Numérique : la traçabilité des élèves

Plusieurs expériences de mise en place d’ENT (espaces numériques de travail) montrent que l’utilisation de ces outils est facilitatrice. Par exemple ARGOS, ENT développé dans l’académie de Bordeaux, permet une mise en place simplifiée du B2i. L’intérêt de l’outil est notamment de pouvoir suivre la validation des items demandée par chaque élève de l’école primaire à la troisième. Les données sont cryptées et sécurisées ce qui a permis d’obtenir l’accord de la CNIL. Ces propositions répondent à de nouvelles demandes de l’institution qui sont tant le développement d’acquisition de nouvelles compétences pour les élèves que la mise en place d’une nouvelle façon de travailler en équipe pédagogique (Alain Pomirol, délégué académique adjoint aux TICE au Rectorat de Bordeaux). Ces remarques sont appuyées par Alexandre Garcia de la mairie de Limoges. Lors de la mise en place de projets qui prennent appui sur les NTIC, ce n’est pas tant la maîtrise des outils qui est visée que répondre à des besoins qui sont exprimés par les enseignants, les parents. Chaque nouveau dispositif mis en place implique de retrouver les différents acteurs autour d’une table. En revanche, pour lesite.tv (France 5), David Blanchard (chef de projet technique), ce qui importe à la société France 5, c’est de suivre les groupes d’élèves (les parcours individuels ne sont pas recensés) afin de comprendre l’usage du site pour en améliorer le fonctionnement et/ou le contenu.

Ce n’est pas tout de recueillir les données, c’est à l’enseignant de construire des outils pour les rendre interprétables

Si les logiciels TD maths, TD géométrie ou TD physique permettent de recueillir des données individuelles fines, il ne faut pas oublier qu’elles ne sont recueillies que parce que les enseignants ont au préalable, choisi les critères d’évaluation et leur pondération. Il s’agit donc en amont d’un choix humain. Ce n’est pas tout de recueillir les données, c’est à l’enseignant de construire des outils pour les rendre interprétables. C’est ce que Henri Verdier, directeur général (Odile Jacob éducation) souhaite que l’on n’oublie pas. Les données qui  » sortent de la machine  » sont critiquables car les critères d’évaluation ont été établis de façon empirique.
Hélas  » les évaluations en CE2 et 6ème sont très coûteuses et ne servent à rien « , pense Alain Bentolila (Professeur, Observatoire national de la lecture – Université Paris Sorbonne).
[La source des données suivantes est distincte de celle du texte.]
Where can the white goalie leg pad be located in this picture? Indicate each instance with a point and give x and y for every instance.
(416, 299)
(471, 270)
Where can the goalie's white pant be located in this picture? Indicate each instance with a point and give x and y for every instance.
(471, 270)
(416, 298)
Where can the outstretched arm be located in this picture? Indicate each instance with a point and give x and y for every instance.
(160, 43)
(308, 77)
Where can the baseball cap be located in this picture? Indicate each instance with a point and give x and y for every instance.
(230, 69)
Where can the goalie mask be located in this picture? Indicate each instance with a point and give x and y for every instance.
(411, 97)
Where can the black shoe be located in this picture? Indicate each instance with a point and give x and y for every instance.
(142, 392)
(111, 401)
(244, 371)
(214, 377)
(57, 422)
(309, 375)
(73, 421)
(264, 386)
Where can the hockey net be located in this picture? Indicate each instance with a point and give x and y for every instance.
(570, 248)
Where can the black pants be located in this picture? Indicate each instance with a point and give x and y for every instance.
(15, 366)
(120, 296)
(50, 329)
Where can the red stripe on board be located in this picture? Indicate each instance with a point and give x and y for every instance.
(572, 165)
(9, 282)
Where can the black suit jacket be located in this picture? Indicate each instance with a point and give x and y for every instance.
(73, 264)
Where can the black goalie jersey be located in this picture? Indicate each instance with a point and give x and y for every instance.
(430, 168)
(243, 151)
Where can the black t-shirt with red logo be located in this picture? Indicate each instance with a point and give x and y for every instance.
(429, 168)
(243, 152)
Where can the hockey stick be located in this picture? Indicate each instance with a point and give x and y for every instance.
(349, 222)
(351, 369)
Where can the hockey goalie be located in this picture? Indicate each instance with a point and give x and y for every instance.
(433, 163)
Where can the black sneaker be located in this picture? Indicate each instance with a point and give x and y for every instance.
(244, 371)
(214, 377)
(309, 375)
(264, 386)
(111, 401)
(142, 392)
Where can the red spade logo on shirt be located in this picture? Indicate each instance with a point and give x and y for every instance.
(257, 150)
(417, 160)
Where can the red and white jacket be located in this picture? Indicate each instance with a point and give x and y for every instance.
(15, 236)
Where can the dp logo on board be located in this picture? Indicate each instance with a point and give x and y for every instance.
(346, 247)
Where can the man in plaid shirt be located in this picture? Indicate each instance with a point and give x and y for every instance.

Pourtant on continue car la machine est lancée. Dans l’académie du Nord moins de 8% des enseignants utilisent ces résultats pour mettre en œuvre des parcours différenciés. Deux élèves sur dix sortent du système scolaire sans diplôme et on ne sait rien faire pour ces deux élèves. L’utilisation de l’informatique ne sert à rien, elle ne permet pas d’intervenir auprès de ces deux élèves.  » Inventer les ENT, c’est exclure encore plus sûrement les exclus « . Utiliser les NTIC ouvre de nouvelles fractures.

Les ENT permettent de lier les acteurs sur la base d’un projet commun

Certes les nouvelles technologies de résolvent rien, mais les ENT permettent de lier les acteurs sur le partage de l’information et permettent de les mettre en communication les uns avec les autres sur la base d’un projet commun pour amener les élèves à atteindre un objectif, souligne Gérard Puimatto (directeur adjoint du CRDP de Marseille). Jean-Louis Durpaire (IGEN), présent dans la salle, conclut en disant que ses observations sur le terrain montrent que les technologies ne sont jamais utilisées pour les technologies mais qu’il a toujours assisté à la mise en place de projet qui utilisent les technologies.